Récemment une série de 9 cas d’HTAP a été décrite avec le dasatinib par le réseau français HTAP. Le dasatinib est un inhibiteur des tyrosine kinases dont le chef de file est l’imatinib, actuellement indiqué dans le traitement de la leucémie myéloïde chronique (LMC). Les cas d’HTAP sont survenus principalement chez des femmes jeunes et contrairement aux anorexigènes, toutes les HTAP se sont déclarées en cours de traitement ( en moyenne après 34 mois de traitement). Au moment du diagnostic, les patients présentaient un tableau clinique et hémodynamique sévère nécessitant pour certains une prise en charge en unité de soins intensifs.

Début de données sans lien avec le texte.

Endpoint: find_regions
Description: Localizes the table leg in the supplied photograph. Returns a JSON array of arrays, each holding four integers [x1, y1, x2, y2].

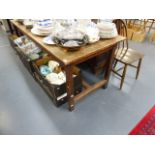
[[103, 46, 116, 88], [65, 66, 75, 111]]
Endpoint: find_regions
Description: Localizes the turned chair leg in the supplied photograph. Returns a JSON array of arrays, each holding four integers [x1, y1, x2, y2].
[[120, 64, 127, 89], [113, 60, 118, 68], [136, 59, 142, 79]]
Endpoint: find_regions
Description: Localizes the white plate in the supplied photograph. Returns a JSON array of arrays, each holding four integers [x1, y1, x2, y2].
[[31, 28, 49, 37], [43, 35, 55, 45]]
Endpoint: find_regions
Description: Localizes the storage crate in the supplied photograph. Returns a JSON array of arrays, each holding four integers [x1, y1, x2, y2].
[[32, 56, 82, 106]]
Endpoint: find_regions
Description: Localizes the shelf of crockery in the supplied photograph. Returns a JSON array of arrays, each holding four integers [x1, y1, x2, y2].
[[9, 36, 82, 107]]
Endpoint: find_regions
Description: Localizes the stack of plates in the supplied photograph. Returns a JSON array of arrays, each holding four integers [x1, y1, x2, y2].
[[97, 22, 118, 38], [31, 19, 53, 36]]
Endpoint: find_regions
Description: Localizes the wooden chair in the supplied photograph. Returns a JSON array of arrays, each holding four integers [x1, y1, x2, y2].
[[112, 19, 144, 89]]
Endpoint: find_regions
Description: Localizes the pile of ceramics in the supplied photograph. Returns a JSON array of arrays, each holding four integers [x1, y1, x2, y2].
[[14, 36, 47, 60], [40, 60, 66, 85], [17, 19, 118, 46]]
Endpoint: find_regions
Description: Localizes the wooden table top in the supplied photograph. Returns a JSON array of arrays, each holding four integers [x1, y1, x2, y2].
[[11, 20, 125, 65]]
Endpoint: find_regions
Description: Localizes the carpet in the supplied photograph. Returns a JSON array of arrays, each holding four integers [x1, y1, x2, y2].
[[129, 105, 155, 135]]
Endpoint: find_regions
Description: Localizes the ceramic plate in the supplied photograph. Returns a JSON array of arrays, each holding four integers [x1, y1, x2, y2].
[[31, 28, 48, 37], [43, 35, 55, 45]]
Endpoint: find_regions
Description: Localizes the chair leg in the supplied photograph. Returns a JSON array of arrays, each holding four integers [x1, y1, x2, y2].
[[136, 59, 142, 79], [113, 60, 118, 68], [120, 64, 127, 89]]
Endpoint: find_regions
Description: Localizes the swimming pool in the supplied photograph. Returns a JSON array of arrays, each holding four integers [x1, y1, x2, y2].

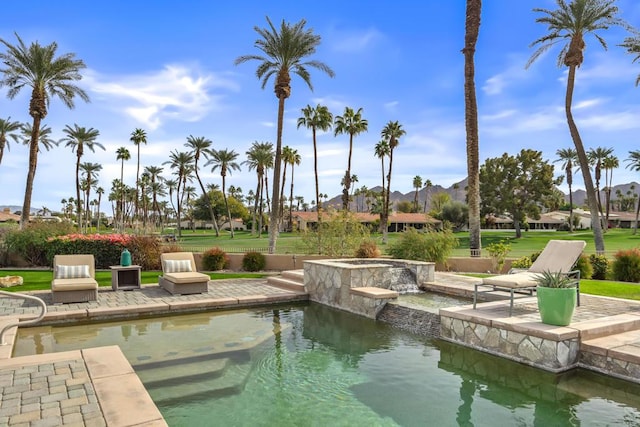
[[14, 304, 640, 426]]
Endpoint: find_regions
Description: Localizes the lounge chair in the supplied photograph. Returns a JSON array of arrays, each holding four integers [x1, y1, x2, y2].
[[473, 240, 586, 316], [158, 252, 211, 295], [51, 255, 98, 303]]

Surveiller un essoufflement inexpliqué.
« Il n’est pas question de suspendre ce traitement qui a montré son efficacité dans la prise en charge de la LMC. Les inhibiteurs de tyrosine kinases comme l’imatinib ont transformé le pronostic de cette maladie. Mais ce travail a permis d’alerter les médecins de la nécessité de surveiller l’essoufflement et l’échographie cardiaque des malades traités par dasatinib, et penser à éliminer l’HTAP en cas d’essoufflement inexpliqué. Cela a d’autant plus d’inétrêt que dans notre expérience, l’HTAP peut régresser au moins en partie à l’arrêt du dasatinib » remarque le Dr Montani. Les patients avaient tous reçu auparavant un inhibiteur de tyrosine kinase sans complication, ce qui suggère qu’il s’agit plus d’un effet lié à la molécule elle-même plutôt qu’à un effet classe.

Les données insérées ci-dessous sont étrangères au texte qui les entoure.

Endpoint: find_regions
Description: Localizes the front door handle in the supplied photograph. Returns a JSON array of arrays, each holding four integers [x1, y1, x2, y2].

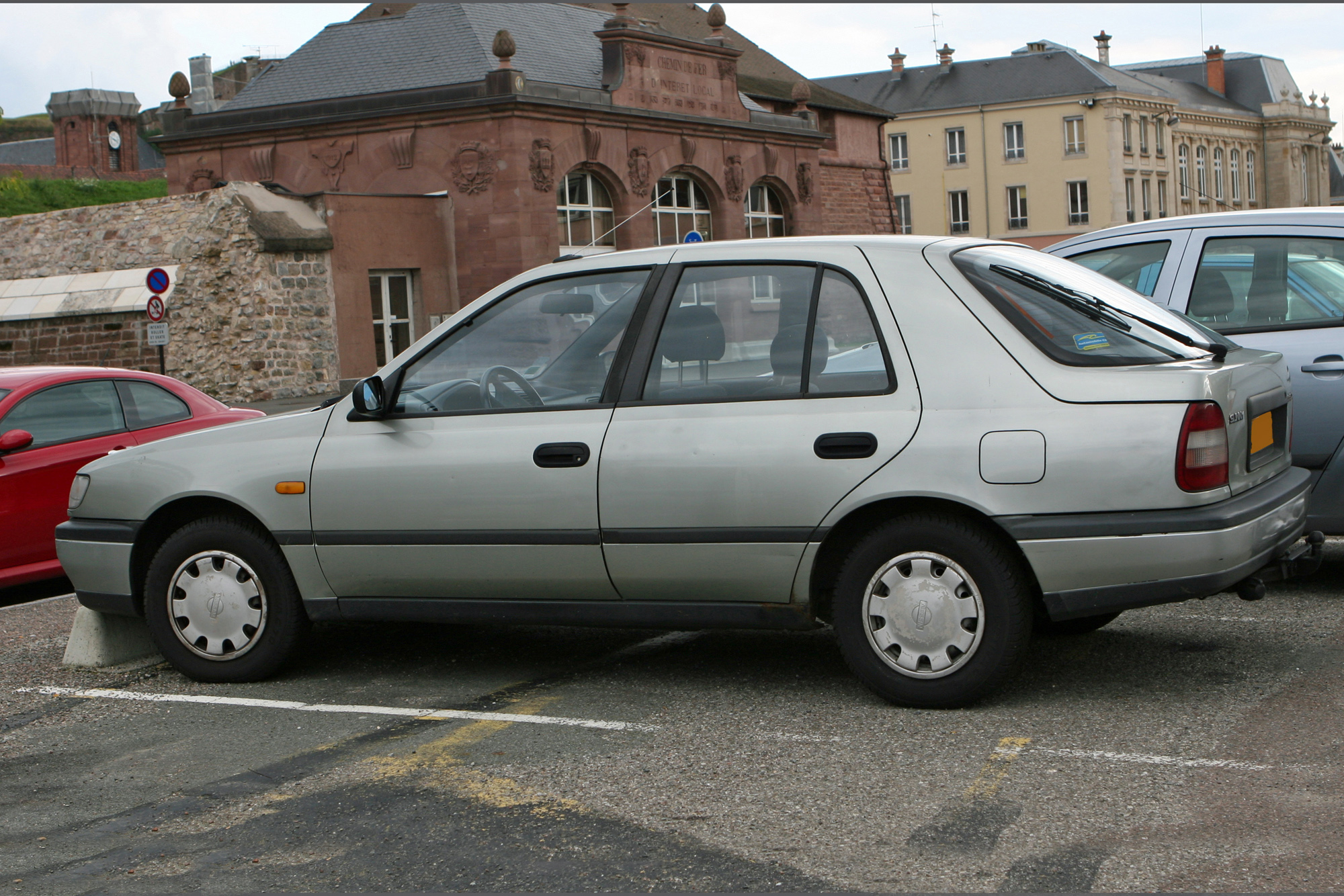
[[532, 442, 591, 467], [812, 433, 878, 461]]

Les interférons alpha et bêta sont également soupçonnés d’augmenter le risque d‘HTAP chez des patients à risque (notamment d’hypertension portopulmonaire chez des patients présentant une cirrhose associée à l’hépatite C et traité par interféron). Trois cas sont également répertoriés avec un traitement par l’interféron bêta chez des patients atteints de sclérose en plaques.
Comprendre aussi.
« Le projet est destiné à créer un réseau de pharmacoviligance national pour créer une veille sanitaire au sein du réseau français de l’HTAP. Compte tenu du faible nombre de cas, il est toujours difficile de faire le lien entre un médicament et la découverte d’une HTAP. Ce réseau devrait permettre de détecter précocement des signaux faibles de pharmacovigilance et d’identifier précocement des médicaments à risque d’HTAP. Ce projet permettra aussi de développer la recherche sur les mécanismes des HTAP induites par les médicaments, au sein du laboratoire de recherche INSERM U999 Hypertension Artérielle Pulmonaire: Physiopathologie et Innovation thérapeutique » conclut David Montani.